The Lexicon was created with the aid of an innovative collaborative writing tool customized to suit the needs of this project. This web-based software allowed the authors, reviewers, translators and editors to simultaneously input their contributions to successive drafts from their various countries.”

http://www.undp.org/content/undp/en/home/presscenter/pressreleases/2014/11/19/undp-launches-first-lexicon-of-electoral-terminology-in-three-languages.html

Renderer

2012
Headless webkit renderer for embedding BookJS for server side rendering of HTML to PDF.

StyleJS

2012
A basic experiment for applying live CSS updates to HTML in the browser. It never made it to production.

BookJS

2012
Book.js is an earlier iteration of Page.js described above. book.js has given inspiration to a number of other JS pagination engines. See Vivliostyle, bookJS Polyfil, Pagination.js, simplePagination.js, and CaSSiuS.

2_bookjs

Booktype Designer

2012
This was an in-browser design environment for applying CSS styles to both EPUB and PDF outputs. It was an experiment and never made it to production.

Booktype

2010 / 2012
Booktype is a web based book production platform built for editorial teams working on complex projects and with the ability to import and output multiple formats. It is a newer iteration of ‘Booki’ which I developed in 2010 and brought to the OS developers of software for journalism, Sourcefabric in 2012. Booktype is written in Python (Django).

Objavi

2008
Objavi is an API-software service originally written for Twiki Book (see below) but which also serviced Booki and later Booktype. Objavi converts books from their native HTML into PDF for printing. It also handled other file conversions (eg HTML to ODT, HTML to EPUB etc). I later produced a similar API-based conversion software for San Francisco Public Library of Science (PLOS) known as iHat. Objavi is written in Python.

FLOSS Manuals Production Platform

2006
The first open source publishing system I designed and built never had a name. It was developed so that the global community of free software enthusiasts could collaboratively author and distribute free documentation and how-tos about free software. It was first developed in English but soon became multilingual and even produced right-to-left manuals in Farsi.

The FLOSS Manuals system was based on TWiki, an earlier hack consisting of an open-source Perl-based wiki that had good PDF-generation support and a good plugin and template system.

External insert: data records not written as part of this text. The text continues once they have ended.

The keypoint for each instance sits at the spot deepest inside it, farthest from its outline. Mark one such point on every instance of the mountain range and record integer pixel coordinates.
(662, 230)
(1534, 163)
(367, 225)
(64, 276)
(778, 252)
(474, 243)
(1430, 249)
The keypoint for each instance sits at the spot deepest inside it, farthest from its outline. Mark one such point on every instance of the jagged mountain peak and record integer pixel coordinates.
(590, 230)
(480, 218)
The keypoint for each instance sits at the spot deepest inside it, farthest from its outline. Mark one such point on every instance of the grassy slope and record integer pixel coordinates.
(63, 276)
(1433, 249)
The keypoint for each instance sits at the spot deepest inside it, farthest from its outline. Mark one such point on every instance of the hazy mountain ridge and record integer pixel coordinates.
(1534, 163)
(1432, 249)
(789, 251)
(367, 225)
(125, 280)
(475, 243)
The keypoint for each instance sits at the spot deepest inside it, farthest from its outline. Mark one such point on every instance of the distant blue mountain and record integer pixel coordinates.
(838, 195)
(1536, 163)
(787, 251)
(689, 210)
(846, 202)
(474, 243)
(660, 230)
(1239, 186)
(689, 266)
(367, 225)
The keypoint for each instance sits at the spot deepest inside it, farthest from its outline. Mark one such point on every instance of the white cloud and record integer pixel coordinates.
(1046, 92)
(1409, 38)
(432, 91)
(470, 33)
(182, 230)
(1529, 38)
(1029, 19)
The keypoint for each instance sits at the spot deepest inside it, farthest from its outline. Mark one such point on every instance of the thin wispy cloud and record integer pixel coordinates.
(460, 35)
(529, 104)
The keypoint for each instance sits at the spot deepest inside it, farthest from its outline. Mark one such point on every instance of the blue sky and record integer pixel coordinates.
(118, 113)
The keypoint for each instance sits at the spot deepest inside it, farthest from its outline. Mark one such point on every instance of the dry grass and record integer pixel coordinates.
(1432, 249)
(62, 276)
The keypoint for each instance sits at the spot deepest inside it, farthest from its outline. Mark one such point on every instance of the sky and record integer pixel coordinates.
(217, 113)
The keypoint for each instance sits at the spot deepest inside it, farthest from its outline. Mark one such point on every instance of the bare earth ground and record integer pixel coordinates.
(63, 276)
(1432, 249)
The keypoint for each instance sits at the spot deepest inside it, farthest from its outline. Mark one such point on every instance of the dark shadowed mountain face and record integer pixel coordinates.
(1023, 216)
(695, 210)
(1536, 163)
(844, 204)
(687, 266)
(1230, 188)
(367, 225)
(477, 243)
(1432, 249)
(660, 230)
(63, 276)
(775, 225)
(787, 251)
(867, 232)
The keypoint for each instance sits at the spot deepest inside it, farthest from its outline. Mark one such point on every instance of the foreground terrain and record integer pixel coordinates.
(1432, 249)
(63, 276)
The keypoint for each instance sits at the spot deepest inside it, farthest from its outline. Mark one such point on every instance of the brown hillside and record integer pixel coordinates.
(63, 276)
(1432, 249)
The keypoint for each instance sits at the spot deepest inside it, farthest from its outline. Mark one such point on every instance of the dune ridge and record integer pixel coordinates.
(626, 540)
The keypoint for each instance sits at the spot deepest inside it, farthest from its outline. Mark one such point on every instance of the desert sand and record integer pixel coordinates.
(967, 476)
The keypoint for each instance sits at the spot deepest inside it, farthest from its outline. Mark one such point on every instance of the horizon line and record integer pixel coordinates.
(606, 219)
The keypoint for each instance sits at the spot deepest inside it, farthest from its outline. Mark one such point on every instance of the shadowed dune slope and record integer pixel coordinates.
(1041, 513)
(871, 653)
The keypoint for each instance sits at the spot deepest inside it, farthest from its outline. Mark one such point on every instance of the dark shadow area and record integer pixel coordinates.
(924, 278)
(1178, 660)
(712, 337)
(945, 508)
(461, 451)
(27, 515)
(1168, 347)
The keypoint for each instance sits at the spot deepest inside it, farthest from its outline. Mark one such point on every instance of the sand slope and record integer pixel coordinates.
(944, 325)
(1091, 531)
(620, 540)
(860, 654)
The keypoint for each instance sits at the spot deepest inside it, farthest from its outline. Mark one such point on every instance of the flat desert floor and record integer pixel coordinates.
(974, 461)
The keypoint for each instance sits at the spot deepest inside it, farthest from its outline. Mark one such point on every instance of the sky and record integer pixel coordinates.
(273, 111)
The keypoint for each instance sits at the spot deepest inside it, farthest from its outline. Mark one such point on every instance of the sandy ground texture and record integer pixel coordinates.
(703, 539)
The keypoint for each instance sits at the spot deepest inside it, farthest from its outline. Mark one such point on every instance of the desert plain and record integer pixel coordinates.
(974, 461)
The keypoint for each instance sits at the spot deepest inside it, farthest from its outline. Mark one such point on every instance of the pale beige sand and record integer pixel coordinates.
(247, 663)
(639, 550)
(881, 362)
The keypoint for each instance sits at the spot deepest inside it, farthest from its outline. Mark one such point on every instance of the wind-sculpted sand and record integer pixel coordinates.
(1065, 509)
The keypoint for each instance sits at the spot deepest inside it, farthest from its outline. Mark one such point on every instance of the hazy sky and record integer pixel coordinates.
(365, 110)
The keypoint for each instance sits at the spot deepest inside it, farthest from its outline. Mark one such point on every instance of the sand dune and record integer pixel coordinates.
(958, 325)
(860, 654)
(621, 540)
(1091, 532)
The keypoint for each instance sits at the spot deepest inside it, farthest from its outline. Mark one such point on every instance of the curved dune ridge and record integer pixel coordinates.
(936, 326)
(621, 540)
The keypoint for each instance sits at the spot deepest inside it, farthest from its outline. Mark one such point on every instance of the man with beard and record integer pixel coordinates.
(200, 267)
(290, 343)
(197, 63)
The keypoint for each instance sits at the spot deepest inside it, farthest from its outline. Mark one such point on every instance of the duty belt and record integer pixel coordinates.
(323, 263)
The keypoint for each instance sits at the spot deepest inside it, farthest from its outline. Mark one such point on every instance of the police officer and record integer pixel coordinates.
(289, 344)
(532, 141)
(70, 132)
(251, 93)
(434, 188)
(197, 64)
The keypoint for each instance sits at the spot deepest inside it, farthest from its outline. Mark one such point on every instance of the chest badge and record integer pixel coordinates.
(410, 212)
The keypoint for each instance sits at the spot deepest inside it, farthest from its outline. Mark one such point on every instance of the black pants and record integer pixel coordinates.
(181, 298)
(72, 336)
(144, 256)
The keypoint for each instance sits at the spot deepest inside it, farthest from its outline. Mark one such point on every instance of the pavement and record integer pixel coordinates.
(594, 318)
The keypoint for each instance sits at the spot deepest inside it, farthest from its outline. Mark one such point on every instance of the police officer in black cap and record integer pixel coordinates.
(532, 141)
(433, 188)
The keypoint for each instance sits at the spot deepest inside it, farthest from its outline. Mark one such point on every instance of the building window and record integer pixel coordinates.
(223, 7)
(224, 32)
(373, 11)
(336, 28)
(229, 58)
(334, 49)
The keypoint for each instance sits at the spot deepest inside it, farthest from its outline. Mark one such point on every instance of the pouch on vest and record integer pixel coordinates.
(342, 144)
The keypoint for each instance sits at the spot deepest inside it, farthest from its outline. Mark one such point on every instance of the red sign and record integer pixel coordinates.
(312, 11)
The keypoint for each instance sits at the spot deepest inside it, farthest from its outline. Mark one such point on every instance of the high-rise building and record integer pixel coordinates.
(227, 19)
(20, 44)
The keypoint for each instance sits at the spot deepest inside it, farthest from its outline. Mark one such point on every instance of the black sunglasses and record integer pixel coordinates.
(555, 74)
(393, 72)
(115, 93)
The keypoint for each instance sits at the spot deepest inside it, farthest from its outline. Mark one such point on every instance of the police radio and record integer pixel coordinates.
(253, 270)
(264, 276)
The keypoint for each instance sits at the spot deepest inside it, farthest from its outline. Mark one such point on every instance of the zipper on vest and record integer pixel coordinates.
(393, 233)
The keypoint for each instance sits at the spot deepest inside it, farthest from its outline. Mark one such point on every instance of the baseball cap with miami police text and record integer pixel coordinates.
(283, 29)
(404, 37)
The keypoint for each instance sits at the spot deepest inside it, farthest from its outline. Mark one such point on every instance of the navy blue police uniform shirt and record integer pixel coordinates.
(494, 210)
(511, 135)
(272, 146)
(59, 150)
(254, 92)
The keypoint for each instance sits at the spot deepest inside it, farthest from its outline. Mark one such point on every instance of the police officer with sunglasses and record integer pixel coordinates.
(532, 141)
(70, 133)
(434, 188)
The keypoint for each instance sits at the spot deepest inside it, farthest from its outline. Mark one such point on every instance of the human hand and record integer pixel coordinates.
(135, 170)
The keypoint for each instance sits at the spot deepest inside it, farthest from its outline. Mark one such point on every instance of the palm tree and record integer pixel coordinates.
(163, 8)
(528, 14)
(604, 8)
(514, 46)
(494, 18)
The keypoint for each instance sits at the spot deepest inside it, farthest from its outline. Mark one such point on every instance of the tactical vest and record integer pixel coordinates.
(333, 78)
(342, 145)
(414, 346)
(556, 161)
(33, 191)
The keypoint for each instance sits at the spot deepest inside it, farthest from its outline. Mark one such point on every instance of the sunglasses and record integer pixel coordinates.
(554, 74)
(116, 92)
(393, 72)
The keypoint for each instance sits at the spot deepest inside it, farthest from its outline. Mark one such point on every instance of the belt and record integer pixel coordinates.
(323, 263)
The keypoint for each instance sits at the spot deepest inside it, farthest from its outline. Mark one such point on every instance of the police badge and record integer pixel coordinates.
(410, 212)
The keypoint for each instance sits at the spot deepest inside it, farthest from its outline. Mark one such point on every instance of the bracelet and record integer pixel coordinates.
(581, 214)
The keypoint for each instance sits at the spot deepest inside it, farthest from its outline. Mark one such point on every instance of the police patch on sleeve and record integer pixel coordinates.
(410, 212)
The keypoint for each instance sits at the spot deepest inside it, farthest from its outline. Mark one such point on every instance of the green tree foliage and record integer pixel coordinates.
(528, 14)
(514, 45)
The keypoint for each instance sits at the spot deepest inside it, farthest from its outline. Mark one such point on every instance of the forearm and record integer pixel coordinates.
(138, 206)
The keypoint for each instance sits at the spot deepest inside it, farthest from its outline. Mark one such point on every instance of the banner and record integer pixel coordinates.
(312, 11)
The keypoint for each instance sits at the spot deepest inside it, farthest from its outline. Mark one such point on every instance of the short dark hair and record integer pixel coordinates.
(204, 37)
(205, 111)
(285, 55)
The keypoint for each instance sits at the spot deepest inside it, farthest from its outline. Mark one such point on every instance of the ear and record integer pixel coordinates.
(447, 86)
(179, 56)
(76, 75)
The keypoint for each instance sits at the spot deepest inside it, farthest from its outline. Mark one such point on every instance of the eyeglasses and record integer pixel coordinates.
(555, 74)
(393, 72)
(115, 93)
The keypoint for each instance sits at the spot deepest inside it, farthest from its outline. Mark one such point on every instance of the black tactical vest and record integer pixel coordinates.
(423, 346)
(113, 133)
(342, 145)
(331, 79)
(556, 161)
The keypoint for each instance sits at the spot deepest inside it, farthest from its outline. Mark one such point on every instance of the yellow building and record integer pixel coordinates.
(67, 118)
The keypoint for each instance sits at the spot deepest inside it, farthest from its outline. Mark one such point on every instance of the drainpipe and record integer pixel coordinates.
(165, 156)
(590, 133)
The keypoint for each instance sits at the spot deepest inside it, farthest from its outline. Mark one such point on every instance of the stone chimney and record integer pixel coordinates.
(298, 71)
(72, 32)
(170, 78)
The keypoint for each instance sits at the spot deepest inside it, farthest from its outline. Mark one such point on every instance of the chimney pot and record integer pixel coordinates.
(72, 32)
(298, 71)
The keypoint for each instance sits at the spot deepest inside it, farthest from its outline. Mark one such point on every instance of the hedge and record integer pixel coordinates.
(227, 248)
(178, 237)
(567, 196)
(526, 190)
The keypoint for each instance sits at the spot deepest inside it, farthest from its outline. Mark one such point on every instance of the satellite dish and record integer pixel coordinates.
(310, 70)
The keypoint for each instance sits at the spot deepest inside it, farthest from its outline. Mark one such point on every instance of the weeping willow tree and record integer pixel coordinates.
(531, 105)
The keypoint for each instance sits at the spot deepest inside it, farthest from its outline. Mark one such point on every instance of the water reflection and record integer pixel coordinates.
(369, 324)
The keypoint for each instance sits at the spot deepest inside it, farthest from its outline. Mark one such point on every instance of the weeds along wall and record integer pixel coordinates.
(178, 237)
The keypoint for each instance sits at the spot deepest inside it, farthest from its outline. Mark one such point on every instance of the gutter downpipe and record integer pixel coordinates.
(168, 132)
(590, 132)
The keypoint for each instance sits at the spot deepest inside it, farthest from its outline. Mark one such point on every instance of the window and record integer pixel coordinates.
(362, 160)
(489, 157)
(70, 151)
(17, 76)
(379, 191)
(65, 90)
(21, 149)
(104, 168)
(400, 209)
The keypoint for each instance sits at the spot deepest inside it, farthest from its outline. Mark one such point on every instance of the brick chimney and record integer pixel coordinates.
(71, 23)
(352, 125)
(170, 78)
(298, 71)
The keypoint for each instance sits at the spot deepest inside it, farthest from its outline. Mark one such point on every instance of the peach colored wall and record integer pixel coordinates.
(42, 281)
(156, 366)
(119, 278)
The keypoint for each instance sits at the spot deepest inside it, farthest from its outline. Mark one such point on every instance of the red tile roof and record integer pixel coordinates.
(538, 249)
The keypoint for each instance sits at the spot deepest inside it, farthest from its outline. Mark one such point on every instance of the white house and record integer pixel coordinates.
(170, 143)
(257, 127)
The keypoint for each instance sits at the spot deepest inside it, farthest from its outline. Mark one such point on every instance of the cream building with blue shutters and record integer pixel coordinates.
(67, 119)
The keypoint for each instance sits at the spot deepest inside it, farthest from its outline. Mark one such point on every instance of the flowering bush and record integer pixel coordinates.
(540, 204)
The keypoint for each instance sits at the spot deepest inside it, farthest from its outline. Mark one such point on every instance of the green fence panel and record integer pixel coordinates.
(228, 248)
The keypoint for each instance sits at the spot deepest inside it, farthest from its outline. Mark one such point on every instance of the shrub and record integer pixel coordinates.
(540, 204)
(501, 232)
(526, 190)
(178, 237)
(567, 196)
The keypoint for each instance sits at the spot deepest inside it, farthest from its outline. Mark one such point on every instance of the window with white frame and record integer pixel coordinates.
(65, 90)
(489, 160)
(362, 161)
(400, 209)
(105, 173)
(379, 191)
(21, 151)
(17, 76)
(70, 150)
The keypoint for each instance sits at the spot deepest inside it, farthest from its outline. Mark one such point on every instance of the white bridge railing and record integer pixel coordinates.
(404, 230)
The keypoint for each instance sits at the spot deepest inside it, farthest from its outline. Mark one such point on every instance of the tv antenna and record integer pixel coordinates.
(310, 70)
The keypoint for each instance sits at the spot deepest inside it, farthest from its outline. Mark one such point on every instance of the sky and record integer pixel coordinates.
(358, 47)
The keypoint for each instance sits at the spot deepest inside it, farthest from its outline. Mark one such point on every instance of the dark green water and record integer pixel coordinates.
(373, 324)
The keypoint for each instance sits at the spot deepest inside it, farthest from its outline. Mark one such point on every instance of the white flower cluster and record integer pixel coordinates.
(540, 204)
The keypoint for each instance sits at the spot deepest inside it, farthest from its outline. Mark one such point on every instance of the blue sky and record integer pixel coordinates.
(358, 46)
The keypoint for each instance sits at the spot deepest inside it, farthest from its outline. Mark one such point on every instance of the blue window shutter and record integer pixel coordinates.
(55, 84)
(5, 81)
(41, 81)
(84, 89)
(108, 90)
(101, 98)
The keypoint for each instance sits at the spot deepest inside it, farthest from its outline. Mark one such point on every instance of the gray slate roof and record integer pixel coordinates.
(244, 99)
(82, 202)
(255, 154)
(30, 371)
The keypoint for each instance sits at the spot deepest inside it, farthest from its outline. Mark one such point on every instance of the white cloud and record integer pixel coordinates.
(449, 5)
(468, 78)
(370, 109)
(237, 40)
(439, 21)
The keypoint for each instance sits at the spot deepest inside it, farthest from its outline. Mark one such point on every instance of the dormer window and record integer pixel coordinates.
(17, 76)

We used the Twiki account creation and permission systems and with some clever JavaScripting by Alexander Erkalovic to allow multiple versions, an HTML WYSIWYG editor, a separate mechanism for creating an ordered table of contents, and you could compare different versions of the same chapter, view overall progress and dynamically change the chapter order. A remix system enabled import of content from other manuals; a side-by-side editor was used for translation, supported by federated content to enable the translation workflow; and output was in many formats, primarily PDF and zipped HTML, and later EPUB.

The system produced many manuals and printed books about free software and is still being used today.